Tant de zèle, de dévouement, de courage, d'abnégation devaient appeler sur lui l'attention du commandant en chef du génie dont il avait été l'utile auxiliaire pendant le siège. Par décret du 22 janvier 1871, rendu sur la proposition du général baron de Chabaud-Latour, il fut élevé au grade d'officier dans l'ordre de la Légion d'honneur. Récompense non recherchée, mais bien noblement acquise, après de si rudes labeurs.

La guerre civile, qui succéda à si bref délai à la guerre étrangère et en fut le corollaire, réservait de nouvelles épreuves à Descos. Après le 18 mars, il avait pris le parti de rester à Paris dans le but de soustraire à l'insurrection le personnel des ateliers. Il y parvint pendant près d'un mois ; mais le 17 avril il dut céder à la force et se retira devant la révolte de quelques-uns des agents de l'inspection qui avaient pactisé avec la Commune. Il se réfugia a Versailles, où il trouva bientôt l'occasion de rendre de nouveaux services. Il fut, en effet, mandé au commencement du mois de mai au quartier général de l'armée pour coopérer, sous les ordres du général de Cissey, à l'attaque des forts de la rive gauche. Sa mission consistait à fermer les issues souterraines qu'il avait ouvertes entre les forts et la place, et à rendre ainsi toute retraite impossible aux insurgés. Il était près d'atteindre son but au fort de Vanves, lorsque ce dernier fut enlevé par une brusque attaque.

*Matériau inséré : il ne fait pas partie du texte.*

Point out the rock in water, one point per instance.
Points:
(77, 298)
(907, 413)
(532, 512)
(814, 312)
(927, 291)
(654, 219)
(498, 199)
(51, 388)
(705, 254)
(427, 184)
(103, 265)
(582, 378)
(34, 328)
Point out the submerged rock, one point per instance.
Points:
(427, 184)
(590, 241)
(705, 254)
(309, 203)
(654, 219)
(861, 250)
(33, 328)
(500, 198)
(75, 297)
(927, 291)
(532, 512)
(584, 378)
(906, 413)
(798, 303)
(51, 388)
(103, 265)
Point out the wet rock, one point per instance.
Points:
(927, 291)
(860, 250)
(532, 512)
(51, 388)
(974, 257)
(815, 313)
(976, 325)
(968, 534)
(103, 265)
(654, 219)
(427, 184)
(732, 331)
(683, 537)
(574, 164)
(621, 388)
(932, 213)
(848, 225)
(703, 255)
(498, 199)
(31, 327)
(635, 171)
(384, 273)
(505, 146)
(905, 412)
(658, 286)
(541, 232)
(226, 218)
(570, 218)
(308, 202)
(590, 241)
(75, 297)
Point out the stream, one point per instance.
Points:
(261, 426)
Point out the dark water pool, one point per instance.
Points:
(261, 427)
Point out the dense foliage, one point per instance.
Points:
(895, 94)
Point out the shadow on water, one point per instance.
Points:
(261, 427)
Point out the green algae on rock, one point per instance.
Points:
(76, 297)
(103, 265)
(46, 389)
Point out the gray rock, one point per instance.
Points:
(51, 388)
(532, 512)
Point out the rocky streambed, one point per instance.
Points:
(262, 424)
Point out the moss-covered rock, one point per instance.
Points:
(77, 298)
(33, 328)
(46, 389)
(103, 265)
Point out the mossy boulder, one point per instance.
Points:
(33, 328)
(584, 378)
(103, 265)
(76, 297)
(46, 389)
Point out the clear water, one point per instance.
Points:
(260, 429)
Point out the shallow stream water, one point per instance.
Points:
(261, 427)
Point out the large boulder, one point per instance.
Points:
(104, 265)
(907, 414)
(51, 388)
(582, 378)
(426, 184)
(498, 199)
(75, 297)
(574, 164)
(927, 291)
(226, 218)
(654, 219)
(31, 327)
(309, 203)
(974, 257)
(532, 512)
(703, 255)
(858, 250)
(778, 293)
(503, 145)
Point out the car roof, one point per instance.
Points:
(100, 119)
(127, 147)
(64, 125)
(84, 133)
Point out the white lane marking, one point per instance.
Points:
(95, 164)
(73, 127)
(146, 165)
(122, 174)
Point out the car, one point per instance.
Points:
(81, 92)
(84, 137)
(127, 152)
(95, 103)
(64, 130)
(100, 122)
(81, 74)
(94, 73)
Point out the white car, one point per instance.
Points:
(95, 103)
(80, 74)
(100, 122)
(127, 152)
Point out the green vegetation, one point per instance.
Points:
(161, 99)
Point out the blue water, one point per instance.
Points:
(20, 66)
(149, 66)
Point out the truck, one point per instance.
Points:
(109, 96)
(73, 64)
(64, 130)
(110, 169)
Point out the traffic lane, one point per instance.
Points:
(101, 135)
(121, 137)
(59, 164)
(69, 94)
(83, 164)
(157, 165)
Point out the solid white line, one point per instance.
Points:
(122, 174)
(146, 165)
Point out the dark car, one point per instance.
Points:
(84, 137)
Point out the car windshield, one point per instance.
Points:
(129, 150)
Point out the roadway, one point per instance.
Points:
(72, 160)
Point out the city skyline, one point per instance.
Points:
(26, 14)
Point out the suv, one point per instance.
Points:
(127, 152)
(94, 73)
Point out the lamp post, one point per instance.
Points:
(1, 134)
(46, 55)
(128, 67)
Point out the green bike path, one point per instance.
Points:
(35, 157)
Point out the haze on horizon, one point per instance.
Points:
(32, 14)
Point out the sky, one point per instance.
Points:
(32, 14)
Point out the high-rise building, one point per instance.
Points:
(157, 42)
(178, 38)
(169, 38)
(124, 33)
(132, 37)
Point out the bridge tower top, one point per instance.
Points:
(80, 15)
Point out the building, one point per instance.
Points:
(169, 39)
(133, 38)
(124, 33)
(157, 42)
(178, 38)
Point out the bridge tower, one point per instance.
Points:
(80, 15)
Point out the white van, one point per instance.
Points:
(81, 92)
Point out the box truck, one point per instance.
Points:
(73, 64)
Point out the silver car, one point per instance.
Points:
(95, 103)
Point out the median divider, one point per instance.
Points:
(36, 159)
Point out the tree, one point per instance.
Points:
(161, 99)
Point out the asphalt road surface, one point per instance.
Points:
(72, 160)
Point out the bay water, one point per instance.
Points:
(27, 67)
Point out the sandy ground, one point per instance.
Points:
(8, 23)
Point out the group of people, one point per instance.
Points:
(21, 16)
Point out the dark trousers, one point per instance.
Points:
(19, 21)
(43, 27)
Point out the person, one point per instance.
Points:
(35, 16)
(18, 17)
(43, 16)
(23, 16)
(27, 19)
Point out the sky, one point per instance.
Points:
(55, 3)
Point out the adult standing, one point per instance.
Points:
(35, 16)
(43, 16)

Les deux sièges de Paris avaient fortement ébranle la santé de Descos, et dès le mois de juin des signes non équivoques de la maladie à laquelle il devait succomber quelques mois plus tard s'étaient déjà manifestés. L'ordre rétabli, il reprit néanmoins son service. Jamais peut-être la force de caractère dont il était doué n'apparut avec plus d'évidence que dans cette dernière période de sa vie. L'insurrection avait complètement désorganisé le service de l'inspection; les archives avaient été détruites dans l'incendie de l'hôtel de ville ; la plupart des agents avaient dû être révoqués, comme ayant pactisé avec la Commune; enfin la révolte des ateliers rendait leur licenciement nécessaire. Il fallait donc se remettre au travail, sans plans et avec un personnel qui était tout entier à former. Ces conditions essentiellement désavantageuses n'arrêtèrent point Descos. On le vit alors, déjà affaibli par la souffrance, puiser dans son énergie morale la force de pourvoir à tout. Que de recherches n'entreprit-il pas à cette époque pour retrouver dans les bureaux des architectes, des géomètres, quelques expéditions des plans détruits ! Et combien il était heureux, lorsqu'il pouvait découvrir de semblables documents ! En vain sa famille et ses amis, effrayés des progrès du mal, le pressaient-ils de prendre un congé de longue durée pour essayer de rétablir sa santé. Aux instances réitérées dont il était l'objet, il n'opposait qu'un refus catégorique, inspiré par une interprétation peut-être exagérée, mais certainement louable, des obligations que lui imposait son service. Il est tombé, sans l'avoir quitté, en prenant, avec une sévérité impitoyable, pour mesure de l'étendue de sa tâche, non ses forces qui étaient épuisées, mais son courage, luttant jusqu'au bout et ne cédant en définitive que devant l'impérieuse nécessité.

Telle est la carrière de Descos. Tout entière remplie par le sentiment du devoir et l'esprit du sacrifice, elle peut être offerte en exemple et, à ce titre, elle avait sa place marquée dans nos annales.